例えば、なかなか改善しない手足などの痛みの原因は脊髄の炎症(遠絡療法で考えるライフフローが停滞している状態)と考えています。一般的な注射や薬では脊柱や神経免疫系などで護られている脊髄まで効果を及ぼすことが難しいので、なかなか治らない、一旦良くなってもすぐ戻ってしまう、という状態になります。遠絡療法では脊髄に対応した治療点にソフトレーザーを照射することで、脊髄の炎症を抑え、比較的容易に症状を改善することができます。脊髄のどの高位が障害されているかを判断することが重要なポイントになりますが、長年の臨床研究によって症状と障害高位の関係性がかなり明確になっています。

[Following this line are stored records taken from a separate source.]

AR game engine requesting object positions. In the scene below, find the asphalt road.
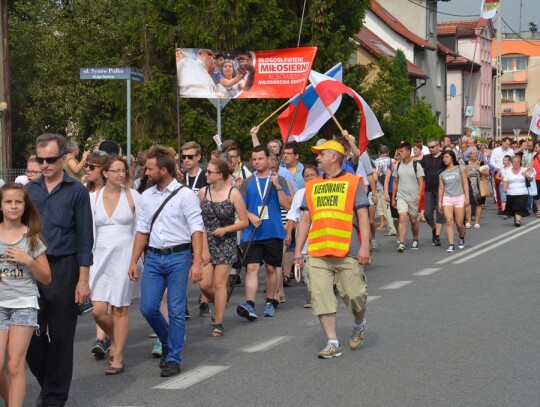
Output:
[26,208,540,407]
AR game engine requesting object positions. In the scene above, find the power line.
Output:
[408,0,479,17]
[502,18,540,47]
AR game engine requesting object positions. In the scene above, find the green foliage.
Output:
[364,50,444,150]
[9,0,367,166]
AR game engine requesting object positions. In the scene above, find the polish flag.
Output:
[309,71,384,154]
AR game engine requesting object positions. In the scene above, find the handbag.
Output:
[478,177,491,198]
[204,186,244,269]
[143,185,183,257]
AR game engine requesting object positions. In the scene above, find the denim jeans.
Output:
[140,250,191,363]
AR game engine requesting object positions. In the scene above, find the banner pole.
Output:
[174,44,182,154]
[257,100,291,127]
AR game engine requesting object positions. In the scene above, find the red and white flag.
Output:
[530,105,540,136]
[309,71,384,154]
[480,0,501,20]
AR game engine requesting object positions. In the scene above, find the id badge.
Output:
[257,205,268,220]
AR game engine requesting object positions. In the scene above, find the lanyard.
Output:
[255,173,270,202]
[188,168,202,189]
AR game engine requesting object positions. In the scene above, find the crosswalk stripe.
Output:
[153,366,230,390]
[239,336,293,353]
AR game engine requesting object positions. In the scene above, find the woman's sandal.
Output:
[210,324,221,338]
[105,363,124,376]
[283,275,291,287]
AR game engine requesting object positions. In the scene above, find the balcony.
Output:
[501,99,528,115]
[501,71,527,85]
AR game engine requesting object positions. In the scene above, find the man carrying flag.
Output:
[294,140,371,359]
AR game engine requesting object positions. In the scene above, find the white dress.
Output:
[90,189,141,307]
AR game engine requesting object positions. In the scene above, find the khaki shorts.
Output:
[397,198,418,218]
[308,256,367,315]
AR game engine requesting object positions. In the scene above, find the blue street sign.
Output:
[79,67,144,82]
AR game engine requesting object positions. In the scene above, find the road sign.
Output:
[79,67,144,165]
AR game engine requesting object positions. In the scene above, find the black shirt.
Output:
[26,172,94,266]
[420,153,444,192]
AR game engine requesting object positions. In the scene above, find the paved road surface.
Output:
[26,209,540,407]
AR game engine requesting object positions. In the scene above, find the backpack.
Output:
[396,160,418,177]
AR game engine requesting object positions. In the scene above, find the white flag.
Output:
[480,0,501,20]
[530,105,540,136]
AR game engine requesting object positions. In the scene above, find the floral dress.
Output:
[201,187,237,264]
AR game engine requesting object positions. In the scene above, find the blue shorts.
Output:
[0,307,39,331]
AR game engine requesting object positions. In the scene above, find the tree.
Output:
[9,0,368,165]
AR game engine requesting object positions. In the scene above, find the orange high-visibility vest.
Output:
[306,173,360,257]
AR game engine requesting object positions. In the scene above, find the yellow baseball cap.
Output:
[311,140,345,154]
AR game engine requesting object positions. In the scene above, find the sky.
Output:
[437,0,540,32]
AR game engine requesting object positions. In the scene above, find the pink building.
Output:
[437,19,495,138]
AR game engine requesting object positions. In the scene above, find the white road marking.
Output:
[380,281,412,290]
[238,336,293,353]
[454,225,540,264]
[413,268,440,276]
[435,219,540,264]
[153,366,230,390]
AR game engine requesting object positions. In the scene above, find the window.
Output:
[502,89,525,102]
[501,56,527,71]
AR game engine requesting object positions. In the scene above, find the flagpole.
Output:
[257,99,291,127]
[324,105,343,133]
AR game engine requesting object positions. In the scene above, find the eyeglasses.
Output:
[36,155,63,164]
[84,163,101,171]
[107,169,128,175]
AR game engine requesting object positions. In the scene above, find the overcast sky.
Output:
[437,0,540,32]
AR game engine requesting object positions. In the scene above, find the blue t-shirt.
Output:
[240,174,290,242]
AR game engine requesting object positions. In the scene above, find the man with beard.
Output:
[129,146,204,377]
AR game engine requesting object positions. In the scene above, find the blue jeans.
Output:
[140,250,191,363]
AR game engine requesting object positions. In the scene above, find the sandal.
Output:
[105,363,124,376]
[210,324,221,338]
[283,275,291,287]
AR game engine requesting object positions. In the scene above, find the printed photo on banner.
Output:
[176,47,317,99]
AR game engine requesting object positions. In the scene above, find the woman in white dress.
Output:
[90,156,140,375]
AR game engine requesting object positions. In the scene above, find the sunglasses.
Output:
[84,163,101,171]
[107,169,128,175]
[36,155,63,164]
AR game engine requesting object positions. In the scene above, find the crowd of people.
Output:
[0,132,540,407]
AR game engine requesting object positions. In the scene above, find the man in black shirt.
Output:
[26,134,94,406]
[420,139,444,246]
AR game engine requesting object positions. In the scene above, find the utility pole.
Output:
[495,5,502,140]
[0,0,12,169]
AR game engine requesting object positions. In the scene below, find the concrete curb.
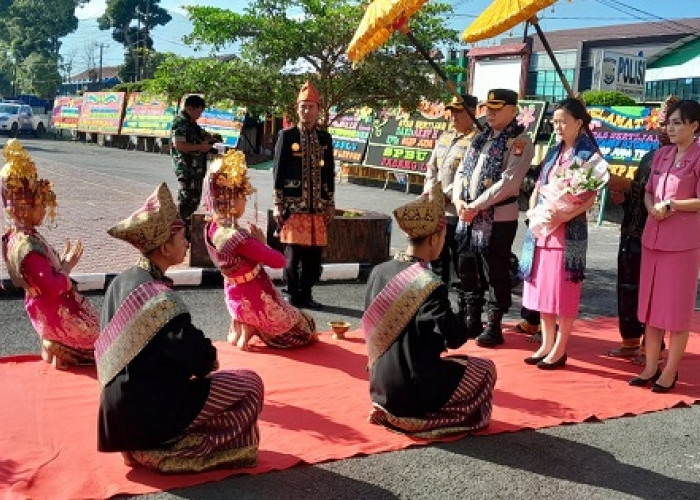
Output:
[0,262,374,297]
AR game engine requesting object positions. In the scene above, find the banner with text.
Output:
[588,106,659,177]
[121,92,176,137]
[328,107,373,163]
[51,96,83,130]
[197,108,248,148]
[363,103,449,175]
[78,92,126,135]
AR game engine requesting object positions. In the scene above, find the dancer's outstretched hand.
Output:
[61,238,83,273]
[248,224,267,245]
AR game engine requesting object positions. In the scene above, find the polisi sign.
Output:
[617,56,647,86]
[593,50,647,100]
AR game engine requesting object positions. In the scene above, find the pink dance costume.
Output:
[205,221,317,348]
[3,229,100,363]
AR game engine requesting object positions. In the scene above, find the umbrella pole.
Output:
[401,29,484,131]
[530,20,575,97]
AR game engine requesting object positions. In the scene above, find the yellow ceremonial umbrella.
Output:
[462,0,574,97]
[347,0,483,130]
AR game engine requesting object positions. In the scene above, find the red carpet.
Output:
[0,313,700,498]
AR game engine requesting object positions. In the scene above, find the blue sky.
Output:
[69,0,700,71]
[78,0,700,30]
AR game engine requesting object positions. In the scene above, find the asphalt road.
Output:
[0,138,700,499]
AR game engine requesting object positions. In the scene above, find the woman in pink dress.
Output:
[0,139,100,369]
[520,99,600,370]
[629,101,700,392]
[204,151,317,350]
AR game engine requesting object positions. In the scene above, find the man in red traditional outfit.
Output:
[272,82,335,309]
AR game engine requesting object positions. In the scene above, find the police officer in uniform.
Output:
[453,89,534,347]
[423,94,477,304]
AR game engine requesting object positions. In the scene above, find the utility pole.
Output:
[95,43,109,90]
[143,0,151,78]
[134,5,141,82]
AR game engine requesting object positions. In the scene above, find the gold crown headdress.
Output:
[204,150,256,222]
[0,139,58,222]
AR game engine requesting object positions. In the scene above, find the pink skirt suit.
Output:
[523,217,581,316]
[637,143,700,331]
[523,150,581,316]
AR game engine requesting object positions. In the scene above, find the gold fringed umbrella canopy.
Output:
[347,0,483,130]
[462,0,557,43]
[348,0,428,62]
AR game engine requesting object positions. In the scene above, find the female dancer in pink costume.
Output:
[0,139,100,369]
[204,151,317,350]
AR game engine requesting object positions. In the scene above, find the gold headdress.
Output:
[107,182,185,254]
[394,182,445,239]
[204,150,256,218]
[0,139,58,222]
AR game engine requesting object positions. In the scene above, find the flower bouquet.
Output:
[526,154,610,238]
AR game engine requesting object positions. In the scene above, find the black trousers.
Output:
[430,215,459,287]
[458,221,518,314]
[617,236,644,340]
[284,245,323,301]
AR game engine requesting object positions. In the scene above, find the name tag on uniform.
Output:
[513,139,525,156]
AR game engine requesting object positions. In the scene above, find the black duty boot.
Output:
[458,294,484,339]
[476,311,504,347]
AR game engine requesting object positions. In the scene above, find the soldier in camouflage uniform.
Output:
[171,95,215,230]
[423,94,477,290]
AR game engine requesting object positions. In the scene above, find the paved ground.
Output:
[0,139,700,499]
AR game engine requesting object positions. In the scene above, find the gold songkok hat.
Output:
[209,149,255,195]
[107,182,185,254]
[0,139,58,220]
[394,182,445,239]
[297,80,321,105]
[659,94,680,124]
[203,149,256,218]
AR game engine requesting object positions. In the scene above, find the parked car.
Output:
[0,103,47,137]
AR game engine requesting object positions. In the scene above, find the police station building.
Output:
[468,18,700,102]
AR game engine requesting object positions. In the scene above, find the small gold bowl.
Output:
[328,321,350,340]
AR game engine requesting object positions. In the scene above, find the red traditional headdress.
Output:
[297,80,321,105]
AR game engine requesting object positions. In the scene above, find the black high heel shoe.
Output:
[627,368,661,387]
[537,353,567,370]
[523,354,547,365]
[651,372,678,394]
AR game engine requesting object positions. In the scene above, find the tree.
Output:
[118,47,168,82]
[97,0,172,80]
[17,52,61,98]
[173,0,457,123]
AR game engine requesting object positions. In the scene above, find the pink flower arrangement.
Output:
[526,154,610,238]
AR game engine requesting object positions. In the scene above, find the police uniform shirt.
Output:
[423,130,476,215]
[453,132,535,222]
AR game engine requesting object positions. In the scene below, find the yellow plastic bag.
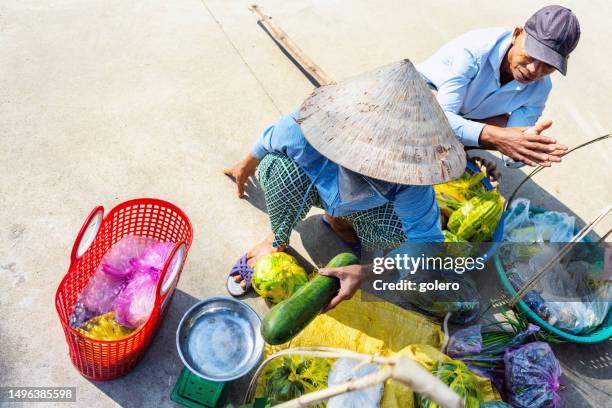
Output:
[257,291,498,408]
[390,344,501,407]
[257,291,444,408]
[76,312,134,340]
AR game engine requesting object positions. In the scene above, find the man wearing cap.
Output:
[417,5,580,167]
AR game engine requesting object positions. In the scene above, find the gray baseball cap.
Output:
[525,6,580,75]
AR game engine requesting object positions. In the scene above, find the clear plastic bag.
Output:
[524,255,612,334]
[327,358,383,408]
[400,271,480,324]
[504,342,562,408]
[446,324,482,359]
[504,198,576,243]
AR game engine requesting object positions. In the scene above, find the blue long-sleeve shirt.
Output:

中枢神経系では、脳や脳幹についても各部位とライフフロー、治療ポイントが定められています。神経活動の最上位である大脳皮質、自律神経や内分泌、体温、睡眠、食欲などの中枢の視床下部や脳下垂体、神経の中継核の視床、運動調節を担う大脳基底核や小脳、呼吸や意識中枢、顔面神経や三叉神経、迷走神経などの脳神経核のある脳幹など、それぞれに対応する治療ポイントがあり、障害部位を特定することによって細やかな治療を行います。このような特徴を有することから遠絡療法においては、一般的に難治性といわれる中枢神経系の障害でも、神経細胞が不可逆性の障害(変性や脱落など)を受けていない限り、回復する可能性はあると考えています。